Supplements and Herbs for PTSD
Ginkgo biloba, fish oil, and melatonin are supplements that show promise in supporting individuals with post-traumatic stress disorder (PTSD) as part of a comprehensive treatment plan.
Ginkgo Biloba for PTSD
Ginkgo Biloba, a herbal supplement with neuroprotective and antioxidant properties, has demonstrated the potential to help individuals with PTSD. A 12-week, double-blind study found that adding 200mg of Ginkgo Biloba to existing PTSD treatments significantly improved PTSD symptoms, anxiety, depression, general health, and perceived stress levels. These benefits persisted even four weeks after discontinuing the supplement, with no significant differences in side effects observed.
Fish Oil for PTSD
Fish oil may be beneficial to patients with PTSD. One study discovered that a 12-week supplementation of omega-3 fish oil (70% DHA and 7% EPA) led to improved PTSD symptoms among female medical assistance team workers by reducing inflammation in the body. This finding suggests that omega-3 fatty acids may play a role in alleviating PTSD symptoms.
Melatonin for PTSD
Melatonin, a hormone naturally produced by the pineal gland, is known for regulating sleep-wake cycles and circadian rhythms. It has been demonstrated that individuals with post-traumatic stress disorder (PTSD) have severely blunted nocturnal melatonin secretion. This is thought to add to disruptive sleep cycles and can lead to a worsening of psychological symptoms. Melatonin is well-known as an effective sleep aid to help people fall asleep and stay asleep longer. It has the potential to help regulate sleep in those with PTSD and may help patients suffering from sleep disturbances.
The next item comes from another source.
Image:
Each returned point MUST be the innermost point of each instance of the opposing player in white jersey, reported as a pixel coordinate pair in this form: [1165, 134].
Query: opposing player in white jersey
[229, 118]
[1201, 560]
Traditional Chinese Herbal Formulas for PTSD
Chai Hu Jia Long Gu Mu Li Wan is a traditional Chinese medicine formula commonly used to "calm and sedate the spirit quickly." Its actions tranquilize the mind and are frequently used to treat anxiety, irritability, insomnia, and a fullness sensation in the chest.
Another frequently used Chinese herbal formula is Suan Zao Ren Tang, commonly prescribed to support the nervous system, promote relaxation, and improve sleep quality.
PTSD is a complex mental health condition that affects millions of individuals worldwide. While the primary cause is exposure to a traumatic event, various genetic, biological, and environmental factors can contribute to the development and severity of the disorder. A comprehensive, integrative approach to treatment, including evidence-based therapies, supplements, herbs, and lifestyle modifications, can help support healing and recovery for those who have PTSD. By addressing the underlying causes and contributors, individuals with PTSD can regain control of their lives and move toward a brighter, healthier future.